Un souvenir triste contre un souvenir gai. Oui, c'est quelque chose qu'il doit pouvoir faire, même s'il risque de répéter les rares histoires gaies qu'il a encore en lui avant d'en avoir fini avec les mauvaises. Il est là pour ça après tout, pour prendre le temps et profiter de ceux qu'il aime au lieu de les laisser filer entre ses doigts. Personne n'a jamais dit que ce serait facile, mais sa fuite en avant ne l'est pas davantage et il en a assez de blesser tout le monde autour de lui. Assez de se punir lui-même.
Pourquoi a-t-il vécu une bi-généralisation ? Parce que cette incarnation de lui-même a toujours eu plus de mal que les autres a dire adieu, mais aussi parce qu'il a du trouver un moyen de générer une boucle-temporelle stable visant à se prouver à lui-même qu'il pouvait retrouver l'étincelle des débuts. Il avait eu besoin de le voir de ses yeux pour y croire. Et maintenant, il doit suivre le temps long pour achever cette boucle et se reconstruire. Le moyen de Donna n'est pas pire qu'un autre. Il a toujours aimé raconter des histoires, et peut être qu'un jour, il pourra même montrer tous ces endroits merveilleux à Wilf et Rose. De tous les Humains qu'il a connu, peu méritent autant d'admirer toutes les beautés de l'univers.
-C'est entendu, finit-il par dire à l'intention de Donna.
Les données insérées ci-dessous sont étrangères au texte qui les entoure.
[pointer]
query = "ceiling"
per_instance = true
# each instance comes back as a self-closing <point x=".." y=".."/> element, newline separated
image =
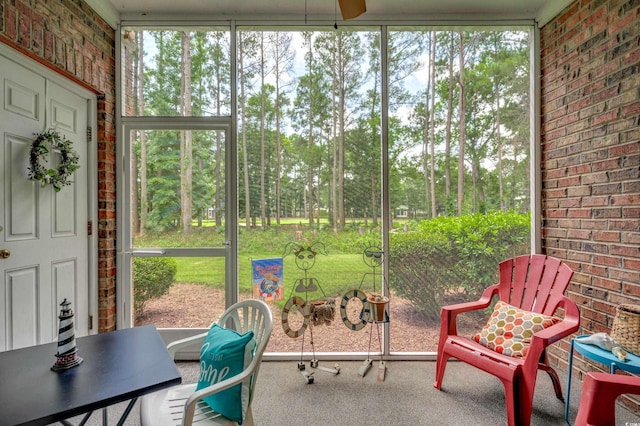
<point x="316" y="10"/>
Donna s'écarte pour lui tendre une main qu'il serre de la manière la plus solennelle possible. Une partie de l'atmosphère pesante de la pièce disparaît, mais persiste quand même.
-Il faut commencer maintenant ?
Donna le frappe doucement et le serre à nouveau dans ses bras.
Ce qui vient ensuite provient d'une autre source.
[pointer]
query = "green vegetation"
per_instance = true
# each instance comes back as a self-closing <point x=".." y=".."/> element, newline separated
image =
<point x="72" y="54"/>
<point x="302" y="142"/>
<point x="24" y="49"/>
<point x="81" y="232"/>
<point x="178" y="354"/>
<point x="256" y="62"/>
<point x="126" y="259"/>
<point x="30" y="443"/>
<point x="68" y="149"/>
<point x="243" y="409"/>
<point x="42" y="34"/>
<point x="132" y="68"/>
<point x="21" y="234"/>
-On a abordé suffisamment de sujets tristes pour la journée, non ? Mais si je me trompe pas, Grand-père a presque fini l'histoire des vieux copains de régiments et il se fatigue vite. Un relais ne lui fera pas de mal. On les rejoint ?
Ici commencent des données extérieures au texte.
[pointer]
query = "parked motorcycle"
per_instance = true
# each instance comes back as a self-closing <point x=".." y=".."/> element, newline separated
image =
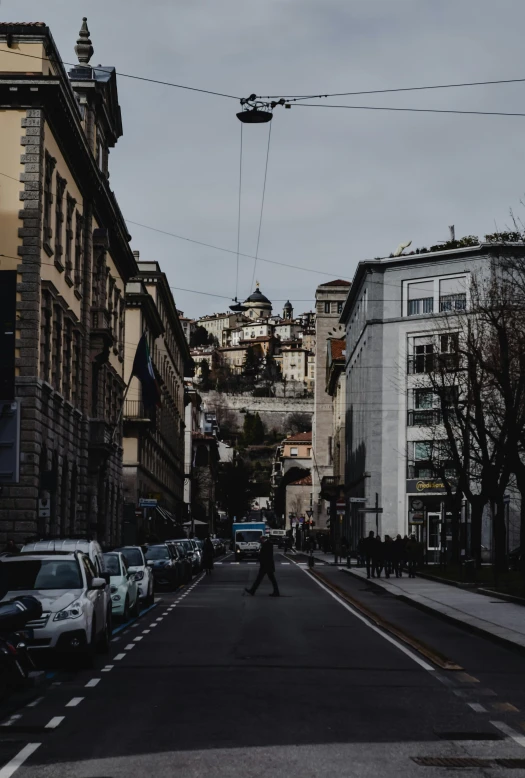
<point x="15" y="660"/>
Le Docteur répond à son merveilleux sourire en posant un dernier baiser sur son front avant de la suivre dans le jardin. Il s'étonne presque du soleil radieux à l'extérieur, si éloignée de ce qu'il ressent au fond de lui. Donna a raison. C'est une belle journée pour raconter une histoire, et des bonnes histoires, il en a quand même un bon paquet en réserve, même s'il a du mal à les lister pour l'instant. Agatha Christie en est une bonne pour commencer, et Donna l'aidera à se souvenir d'autres. Melanie doit pouvoir aider aussi. Elle a dit qu'elle voulait le revoir quand il se serait un peu installé. Peut être que le moment est venu de la recontacter. Teagan et Ace aussi. Le Docteur est un peu honteux de les avoir gardé aussi à distance pendant leurs retrouvailles. Si elles n'ont pas décidé qu'elles ne voulaient plus affaire avec lui, ce qu'il comprendrait totalement, il se dit qu'il aimerait bien les revoir, malgré leurs rides qui trahissent tout les moments qu'il a raté et le peu de moments qu'il peut encore espérer passer avec elles. Remplacer l'amertume par du doux-amer. Voilà qui serait déjà un bel objectif à accomplir.
Le lendemain, toute espèce d'horloge analogique a disparu de la maison de Donna. Le Docteur n'en entends pas moins le temps s'écouler et menacer de le rattraper, mais l'absence du bruit continu rends la chose un peu plus supportable. Personne n'y fait allusion, mais même les montres à leurs poignets sont débarrassées de la maudite petite trotteuse qui le narguait doucement. C'est peu. C'est énorme. C'est un bon début.